Toshiba claims the ultra-slim shell of the Portege Z830 is particularly durable thanks to a magnesium alloy constructed in a resilient honeycomb structure. Nevertheless the lid felt quite flimsy, an impression not helped by the somewhat lightweight display hinge. Together they allow an unacceptable amount of teeter. But for svelteness and lightness the Toshiba Portege Z830 is pretty hard to beat, and it’s a handsome devil too, even if the Apple MacBook Air remain the category leaders for solid workmanship and sheer visual appeal.
As befits a business machine, Toshiba has equipped the i3 ultrabook with a matte display, and the 13.3-inch 1366 x 768 pixel screen is pleasantly bright, although the resolution feels a bit inadequate compared with the sharper displays and higher pixel counts of the MacBook Air (1440 x 900) or the Asus Zenbook (1600 x 900).
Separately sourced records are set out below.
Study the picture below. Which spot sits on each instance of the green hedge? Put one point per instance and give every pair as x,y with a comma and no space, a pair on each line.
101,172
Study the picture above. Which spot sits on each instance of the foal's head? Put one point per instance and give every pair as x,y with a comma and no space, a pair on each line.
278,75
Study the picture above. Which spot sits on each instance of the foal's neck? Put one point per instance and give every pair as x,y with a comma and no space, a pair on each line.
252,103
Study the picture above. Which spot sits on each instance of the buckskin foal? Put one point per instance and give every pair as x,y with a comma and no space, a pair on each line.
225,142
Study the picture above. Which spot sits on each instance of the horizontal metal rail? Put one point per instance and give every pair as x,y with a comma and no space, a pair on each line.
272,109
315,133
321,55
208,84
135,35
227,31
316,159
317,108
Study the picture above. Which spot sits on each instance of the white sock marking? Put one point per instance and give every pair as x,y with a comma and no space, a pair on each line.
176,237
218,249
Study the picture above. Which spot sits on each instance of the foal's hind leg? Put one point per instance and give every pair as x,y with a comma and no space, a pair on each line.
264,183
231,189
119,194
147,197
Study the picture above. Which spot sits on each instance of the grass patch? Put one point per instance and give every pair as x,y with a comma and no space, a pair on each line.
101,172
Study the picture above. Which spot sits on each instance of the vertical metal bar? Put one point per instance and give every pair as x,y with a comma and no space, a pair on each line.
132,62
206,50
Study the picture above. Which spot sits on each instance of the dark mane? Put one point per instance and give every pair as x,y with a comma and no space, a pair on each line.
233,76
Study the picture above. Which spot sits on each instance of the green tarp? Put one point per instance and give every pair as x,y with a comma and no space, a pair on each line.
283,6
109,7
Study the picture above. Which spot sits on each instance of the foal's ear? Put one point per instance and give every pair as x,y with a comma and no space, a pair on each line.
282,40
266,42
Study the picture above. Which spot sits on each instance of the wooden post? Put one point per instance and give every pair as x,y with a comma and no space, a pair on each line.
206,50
Also the less-than-black blacks means despite good brightness the Z830 only achieves a poor contrast ration of 136:1, low enough to be noticeable when viewing images or movies. Then there are the poor viewing angles, unusual for a Toshiba notebook.
The spill-proof keyboard is well laid-out and keys are quite decent-sized, but key travel is very shallow, On the plus side the keyboard is backlit. All but the dual function keys, that is, which means the volume control is difficult to locate in dim light.
The Portege Z830′s multitouch touchpad is fair-sized too, with good glide and discrete mouse keys rather than a clickpad solution.
Toshiba have provided a good selection of ports on the Z830; yes there’s an Ethernet socket, missing on some ultrabooks. There’s also a USB-3 port and two USB-2 ports, with the rear USB socket offering sleep-and-charge functionality. An SD card slot is included, and a VGA socket for connecting with old-style monitors.
For non-LAN internet connectivity the Z830 offers a top-end Centrino 6230 WLAN card with integrated Bluetooth. It’s worth mentioning the Portege Z830′s single RAM slot, since the 4GB RAM provided consists of 2GB ‘soldered’ or onboard RAMand one slot, which ships with a 2GB stick inserted, but which can be expanded to a 4GB stick, giving a potent 6GB in total. For storage the Z830 features a 128GB SSD rather than the 256GB found on the i5 models.
The stereo speakers supply excellent audio, although maximum volume certainly won’t burst any eardrums.
Performancewise the Core i5 Z835 offers around 21% more computational power in benchmarks, which is not to say the Z830 lacks in anything other than gaming. Yet thanks to the pacy SSD, overall system performance is on a par with mid-range spinning-disk notebooks bearing i5-2410M CPUs, which is sufficient for anything but heavy video editing or playing the latest games – but at least Fifa 12 and Dirt 3 are playable at low resolutions. World of Warcraft is handled easily for anyone looking for quality gaming during dull moments at the office.
In terms of battery life, five hours of moderate usage should be enough for most people; if not, the adaptor is neither bulky nor heavy.
All in all, the Portege Z830 ultrabook offers better battery life than its more expensive i5 siblings. However, putting aside the mediocre display, we strongly advise a hands-on demo before buying – that key drop really is shallow. This isn’t a machine for marathon keyboard sessions.